What is a Proxy Server?
A proxy server functions as a middleman for requests from customers trying to access data from other servers.
A customer links to the proxy server to ask for a service that is available on another server, and the proxy server examines the request to reduce and control its complexity.
A reverse proxy is a type of proxy server that retrieves resources on behalf of a client from one or more servers. These resources are then returned to the client as though they originated from the proxy server itself.
In other words, A reverse proxy is usually an Internet-facing proxy used as a front-end to control and protect access from outside Network to a server on a private network. A reverse proxy commonly also performs tasks such as load-balancing, authentication, decryption or caching.
Reverse Proxy: Tasks Performed
In the general scenario, reverse proxy performs following tasks –
- Check for validity of request from Internet client (based on configured parameters).If rejected, the client is supplied with error message
- If above request if accepted, reverse proxy looks in cache for requested information. If information is available in cache, it is served to the Internet based client.
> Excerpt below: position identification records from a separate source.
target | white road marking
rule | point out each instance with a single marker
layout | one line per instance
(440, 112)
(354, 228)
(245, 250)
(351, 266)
- If no cached information is available, the reverse proxy sends request to destination Content server inside LAN and further relays the required data to the end client on Internet. The information is cached for future reference.
How does Reverse Proxy work?
A reverse proxy does the exact opposite of what a forward proxy does. While a forward proxy proxies in behalf of clients (or requesting hosts), a reverse proxy proxies in behalf of servers. A reverse proxy accepts requests from external clients on behalf of servers stationed behind it just like what the figure below illustrates.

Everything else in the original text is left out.